The Plaza de toros Nuevo Progreso is a bullring in the Mexican city of Guadalajara, Jalisco. It is currently used for bull fighting and also for hosting musical events, and professional wrestling events. The bullring holds 16,561 people and was built in 1966 to 1967.

Architect Jose Manuel Gomez Vazquez Aldana made the executive project and drew up the plans for the new bullring, and this one was built by architects Leopoldo Torres Águila, Manuel Parga, and Gorki Guido Bayardo, and civil engineers Mario Quiñones, Alfonso Ortega Pérez, and Mario Fernández.

The main promoter and first owner of the plaza was Leodegario Hernández (Arandas, Jalisco, 24 January 1920 - 22 January 1987), a show business promoter and entrepreneur.

The first name of this venue was Plaza Monumental, and was inaugurated on Saturday, 4 February 1967, when six bulls bred in the facilities of cattle breeder José Julián Llaguno, were fought by matadors Joselito Huerta, Raúl Contreras "Finito", and Manolo Martínez.

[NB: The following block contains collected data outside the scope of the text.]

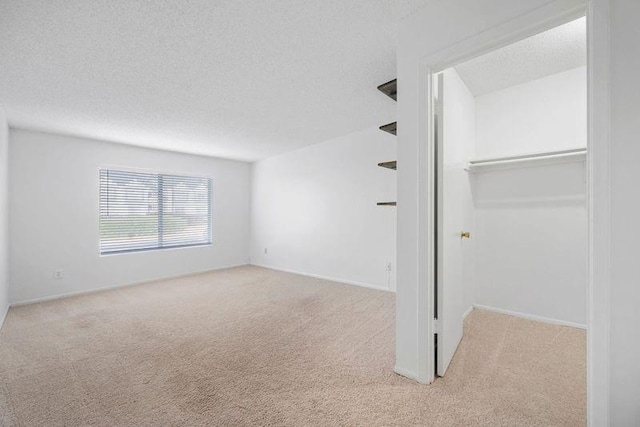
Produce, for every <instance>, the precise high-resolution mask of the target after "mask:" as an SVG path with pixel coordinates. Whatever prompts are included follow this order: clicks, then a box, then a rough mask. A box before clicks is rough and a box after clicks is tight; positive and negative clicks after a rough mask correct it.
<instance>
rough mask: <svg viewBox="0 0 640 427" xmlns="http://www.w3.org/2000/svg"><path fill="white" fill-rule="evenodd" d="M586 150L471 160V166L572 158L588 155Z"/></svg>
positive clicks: (478, 165) (532, 154) (495, 164)
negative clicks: (540, 159)
mask: <svg viewBox="0 0 640 427" xmlns="http://www.w3.org/2000/svg"><path fill="white" fill-rule="evenodd" d="M586 153H587V149H586V148H572V149H570V150H559V151H547V152H544V153H534V154H523V155H519V156H507V157H494V158H491V159H482V160H471V161H470V162H469V165H470V166H484V165H494V164H495V165H498V164H502V163H511V162H518V161H526V160H535V159H552V158H562V157H572V156H574V155H578V154H586Z"/></svg>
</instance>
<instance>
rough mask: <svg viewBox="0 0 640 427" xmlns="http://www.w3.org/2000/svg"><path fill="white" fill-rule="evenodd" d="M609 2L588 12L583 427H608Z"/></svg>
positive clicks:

Leodegario Hernández went through a streak of bad business, and in 1971 he decided to sell the plaza to his competitor, Ignacio García-Aceves.

The bullring was remodeled in 1979 and since that year is called Nuevo Progreso.

Espectáculos Taurinos de México, Sociedad Anónima (ETMSA), a company led by Mexican billionaire Alberto Baillères, is the current owner, since 1990.